In my January 8, 2009 blog post “I heart Carmine's, and now you know,” I wrote about one of my favorite NYC restaurants and a fantastic dish there that I order all the time, chicken scarpiello. Many Italian restaurants make this but at Carmine's it is very unique and outrageously delicious. In my blog entry I described it as “heavenly, different from any other, with a sweet & sour brown lemon rosemary garlic sauce and caramelized garlic cloves.”

The reason this was written about in January 2010 is because my family and I had visited the Atlantic City Carmine's in December 2009, and there lo and behold I noticed the new Carmine's cookbook for sale. Celebration! Now the chance to make chicken scarpiello at home was mine!, especially necessary since Carmine's, for me, was no longer just a subway ride away.

A month later my friends came over for the recipe unveiling. Well it didn't turn out well at all :(, though my friends were pretty polite about it. The official planetmarly blog rating was, on a 1-3 scale: “1: bad recipe”. In the history of this blog, nothing's ever turned out THAT bad. Frustrated over wasted money – this was the main reason for my purchase of the cookbook – I slid my new Benedict Arnold hardcover onto the cookbook shelf and there is has remained. Until last week.

See my sister -- another fan of the chix scarpiello magic -- recently discovered an online recipe for the dish associated with the restaurant's chef. She made it and wanted to compare the recipe in my cookbook with hers to see if a match. Turns out my sister's version came out just fine, but that's only after she improvised. And when she sent me her online version of the recipe with notes, it became clear that the cookbook’s version was filled with errors:
  1. Garlic – Cookbook said crushed garlic, which was awful on the finished dish and covered the chicken like little balls of soft tapioca. In the restaurant, the dish is known for its browned garlic cloves. No garlic cloves in the cookbook's recipe, a major faux pas which honestly I should have caught.
  2. Recipe Liquid – This dish is also known for its lovely brown gravy. My cookbooked dish had none. My sister decided to up the wine quotient a little and also add a cup of chicken stock. Genius. There was only a 1/4 cup of wine in her recipe and no stock. This is why I’m more of a baker. I follow directions to a T and this recipe really needed some intuitive (and obvious) improvisation.
  3. Laziness – My sister felt the recipe I emailed her from the cookbook was lazy. It often said to use the “remaining” of this and that (lemon, herbs and butter), without being clear of how much that would be, which would have helped out the home cook tremendously.
All in all, this episode reminded me that we shouldn’t automatically trust cookbooks just because they're published, since some of them are simply not good. I recently finished reading Julia Child’s “My Life in France,” and that chef took great pride and many years in the proofreading and testing of her recipes. I probably won’t make any other dish from the Carmine’s cookbook. But the Ghirardelli or Tom Douglas cookbooks? Oh yes indeed I will go to them over and over again.
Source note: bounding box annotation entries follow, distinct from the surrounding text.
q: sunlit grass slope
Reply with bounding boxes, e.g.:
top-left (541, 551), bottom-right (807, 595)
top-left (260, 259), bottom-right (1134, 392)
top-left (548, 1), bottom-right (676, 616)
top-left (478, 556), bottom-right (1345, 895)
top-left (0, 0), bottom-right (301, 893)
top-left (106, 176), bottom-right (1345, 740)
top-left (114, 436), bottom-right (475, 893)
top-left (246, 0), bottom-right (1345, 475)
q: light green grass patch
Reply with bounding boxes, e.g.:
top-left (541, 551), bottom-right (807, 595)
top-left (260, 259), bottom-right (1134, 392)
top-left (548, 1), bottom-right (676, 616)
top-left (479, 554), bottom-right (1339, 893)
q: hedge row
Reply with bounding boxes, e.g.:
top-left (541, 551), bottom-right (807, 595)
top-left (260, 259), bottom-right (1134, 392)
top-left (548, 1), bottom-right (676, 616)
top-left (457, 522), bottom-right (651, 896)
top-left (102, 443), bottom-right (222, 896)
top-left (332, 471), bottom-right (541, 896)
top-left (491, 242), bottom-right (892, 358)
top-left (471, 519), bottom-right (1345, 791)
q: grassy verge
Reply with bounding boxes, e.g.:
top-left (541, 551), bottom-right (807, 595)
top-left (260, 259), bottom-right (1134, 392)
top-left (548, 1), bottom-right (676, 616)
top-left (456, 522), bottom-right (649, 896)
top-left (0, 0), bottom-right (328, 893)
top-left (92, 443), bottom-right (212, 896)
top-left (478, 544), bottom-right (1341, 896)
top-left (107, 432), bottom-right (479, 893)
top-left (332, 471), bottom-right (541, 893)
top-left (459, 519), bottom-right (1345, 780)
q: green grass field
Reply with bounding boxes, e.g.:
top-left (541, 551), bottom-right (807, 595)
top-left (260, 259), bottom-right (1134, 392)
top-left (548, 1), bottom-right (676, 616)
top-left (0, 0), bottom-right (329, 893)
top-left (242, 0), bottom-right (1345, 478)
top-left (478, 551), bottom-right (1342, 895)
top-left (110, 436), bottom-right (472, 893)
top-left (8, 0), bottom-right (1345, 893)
By the way, the photo of the dish above is from “www.twofatbellies.com,” and the authors had a pre-theater dinner at Carmine’s. They wrote why this is a special version of the dish too, and I agree because it’s why I only order this dish at Carmine's and no where else. “The chicken is covered in a lemony, garlicky sauce that is flavored with rosemary. It’s different from other versions of scarpariello, which usually feature sausage and peppers, but I vastly prefer this version.” Exactly! So after my sister puts the final touches on her recipe redux, I’ll try again and also post it on the blog if everyone wants it.

That's it for now blog peeps. Next week I'm off to Orlando for a conference and will be dining at the San Angel Inn in EPCOT Mexico. This beautiful "Mexican village at night" pavilion within an Aztec pyramid is one of my favorite places to visit, cheasy like a Juicy Lucy and oh so festive. I ate my first molé there during a college spring break road trip. Let's see if the restaurant stands up to the test of time.